I commit the Markdown-version, but I also use the py-version of notebooks for chained notebook imports. Allows me to split larger notebooks into multiple smaller ones. Both of these options are a blessing and Jupytext works super-robust.
Finally, when I want to archive (and share) notebooks _with_ outputs once in a while, I have a cell at the end to convert (nbconvert) to HTML, and I commit this html file. The Markdown-version remains as a clean basis for commit history. The HTML file is much better suited for sharing and archiving than the ipynb file.
I definitely do like to strip notebooks and make them run-idempotent to the best of my ability, but sometimes you just need stateful notebooks. And since .ipynb are technically json but in reality act more like a binary file format (with respect to diffing), DVC is the ideal tool to store them. Don't get me started on git annex or LFS, both of those took years off my life due to stress of using them and them bugging out.
Also I am hardly a fan of XML, but does anyone feel like notebook files would have been a near-ideal use-case of it? It's literally a collection of markup. The fact that json was chosen over xml I think is somewhat damning of xml as an application data storage format. I think xml is perfectly cromulent as a write-once-read-many presentation format or rendering target (html, svg, GeniCam api info), but it seems to flounder in virtually every other domain it's been shoehorned into, with the exception of office application formats.
Actually, downthread there is a link to a jupyer enhancement proposal for a .nb.md markdown based format.
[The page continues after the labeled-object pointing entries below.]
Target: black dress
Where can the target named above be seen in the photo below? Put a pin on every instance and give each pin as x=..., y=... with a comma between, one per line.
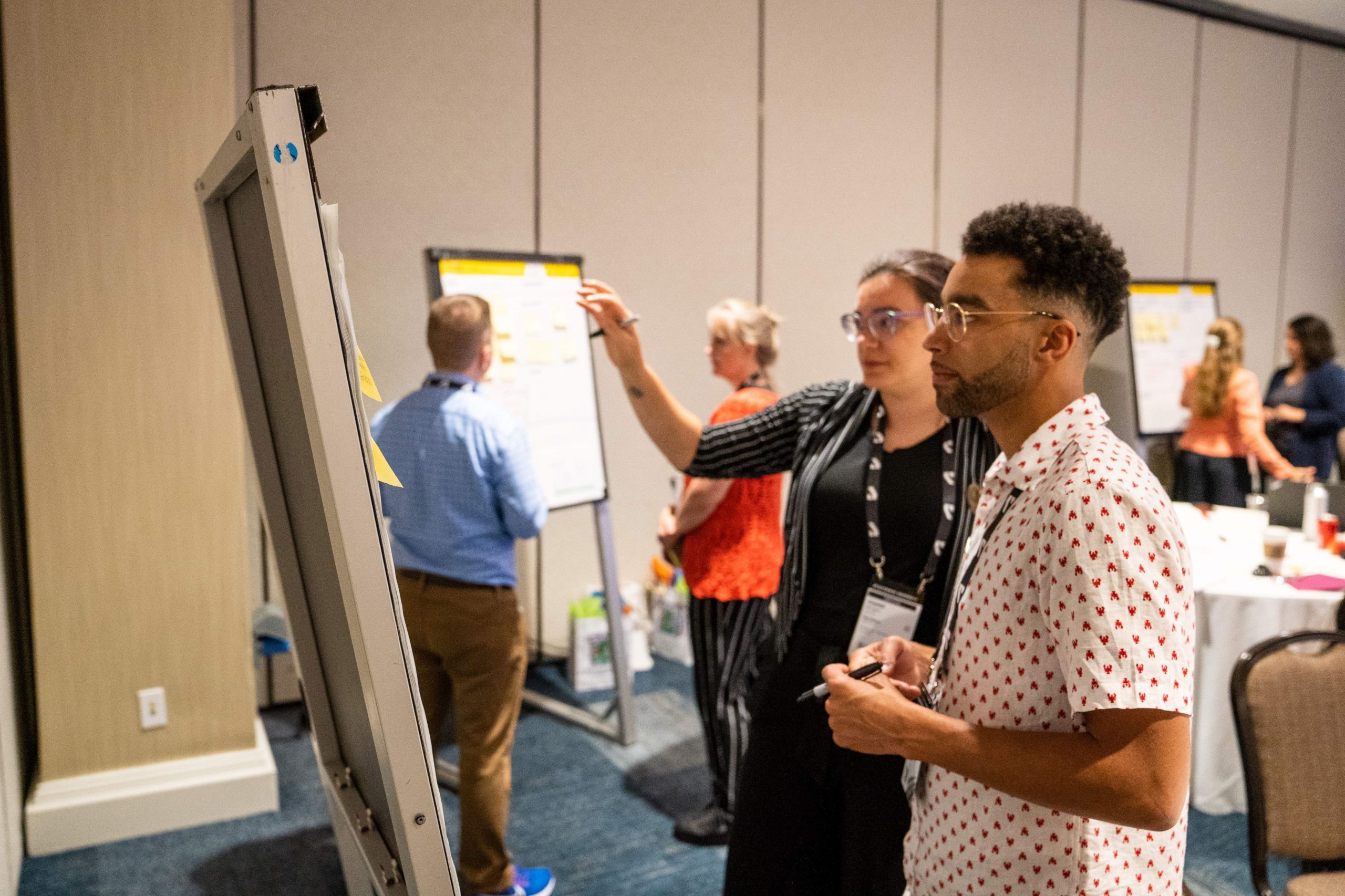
x=822, y=820
x=813, y=817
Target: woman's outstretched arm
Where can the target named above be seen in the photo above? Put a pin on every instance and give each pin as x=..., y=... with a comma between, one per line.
x=674, y=430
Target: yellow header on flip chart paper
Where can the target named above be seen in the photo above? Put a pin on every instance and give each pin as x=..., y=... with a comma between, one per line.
x=482, y=267
x=501, y=268
x=382, y=468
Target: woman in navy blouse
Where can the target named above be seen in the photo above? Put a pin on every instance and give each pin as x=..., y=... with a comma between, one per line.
x=1305, y=403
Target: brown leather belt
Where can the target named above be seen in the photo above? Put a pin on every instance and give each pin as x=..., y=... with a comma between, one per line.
x=441, y=581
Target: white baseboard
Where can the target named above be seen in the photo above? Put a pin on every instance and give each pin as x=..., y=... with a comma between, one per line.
x=85, y=810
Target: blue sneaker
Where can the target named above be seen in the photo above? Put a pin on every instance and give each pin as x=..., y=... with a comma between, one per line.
x=530, y=882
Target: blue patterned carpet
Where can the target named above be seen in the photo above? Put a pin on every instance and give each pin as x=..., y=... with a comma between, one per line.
x=582, y=806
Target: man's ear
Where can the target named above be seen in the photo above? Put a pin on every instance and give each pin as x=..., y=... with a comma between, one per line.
x=1062, y=339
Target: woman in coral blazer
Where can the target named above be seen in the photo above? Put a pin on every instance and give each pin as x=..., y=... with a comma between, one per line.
x=1227, y=423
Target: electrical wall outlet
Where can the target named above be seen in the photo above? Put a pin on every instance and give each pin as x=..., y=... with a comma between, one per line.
x=154, y=708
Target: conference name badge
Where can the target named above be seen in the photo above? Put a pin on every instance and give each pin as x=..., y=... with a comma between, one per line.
x=888, y=610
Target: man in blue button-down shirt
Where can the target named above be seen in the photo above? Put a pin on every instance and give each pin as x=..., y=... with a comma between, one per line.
x=469, y=492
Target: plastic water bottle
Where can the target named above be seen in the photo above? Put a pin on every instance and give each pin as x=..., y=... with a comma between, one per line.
x=1315, y=505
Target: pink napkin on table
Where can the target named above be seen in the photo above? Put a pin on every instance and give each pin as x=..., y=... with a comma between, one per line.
x=1317, y=583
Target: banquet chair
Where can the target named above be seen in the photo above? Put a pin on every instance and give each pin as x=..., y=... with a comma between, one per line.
x=1289, y=707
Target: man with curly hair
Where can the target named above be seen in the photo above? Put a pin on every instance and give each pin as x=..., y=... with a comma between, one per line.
x=1050, y=732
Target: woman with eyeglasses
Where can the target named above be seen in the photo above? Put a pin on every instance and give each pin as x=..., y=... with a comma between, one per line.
x=877, y=512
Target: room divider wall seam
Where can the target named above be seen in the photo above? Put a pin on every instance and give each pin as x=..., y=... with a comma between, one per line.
x=1195, y=136
x=1289, y=194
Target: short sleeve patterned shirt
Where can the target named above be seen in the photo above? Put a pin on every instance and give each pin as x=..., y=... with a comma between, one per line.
x=1082, y=600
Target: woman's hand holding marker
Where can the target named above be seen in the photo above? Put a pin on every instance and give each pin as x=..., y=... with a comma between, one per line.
x=615, y=324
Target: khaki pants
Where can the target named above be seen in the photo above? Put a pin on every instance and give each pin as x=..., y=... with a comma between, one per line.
x=471, y=654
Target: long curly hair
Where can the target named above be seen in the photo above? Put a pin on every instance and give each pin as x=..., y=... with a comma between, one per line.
x=1223, y=356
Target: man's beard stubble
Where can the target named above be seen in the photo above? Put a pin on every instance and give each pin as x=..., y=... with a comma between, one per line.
x=990, y=388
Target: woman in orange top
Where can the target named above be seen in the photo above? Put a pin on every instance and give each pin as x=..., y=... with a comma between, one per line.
x=732, y=549
x=1227, y=422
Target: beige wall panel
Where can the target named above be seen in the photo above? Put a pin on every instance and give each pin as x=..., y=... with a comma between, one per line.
x=1134, y=158
x=431, y=115
x=649, y=169
x=1009, y=96
x=1315, y=276
x=133, y=450
x=1242, y=163
x=848, y=163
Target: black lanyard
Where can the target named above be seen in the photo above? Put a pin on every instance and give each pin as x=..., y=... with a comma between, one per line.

I think this is great. One theme I keep coming across in my computer science journey is that formats which have mandatory closing endcaps are kind of a PITA. It seems the stream-of-containers (with state machines as needed) is all-around better. JSON-LD is better than JSON, streaming video formats are better than ones that stick metadata at the end, zip is... an eldritch horror, etc.
[0] -- https://nbconvert.readthedocs.io/en/latest/
[0] -- https://github.com/kynan/nbstripout
I wish that non-emacs implementations of org were more commonplace, as it's a pretty sane markup language and supports embedded code and graphics, diffs nicely, and doesn't introduce the insanity of JSON.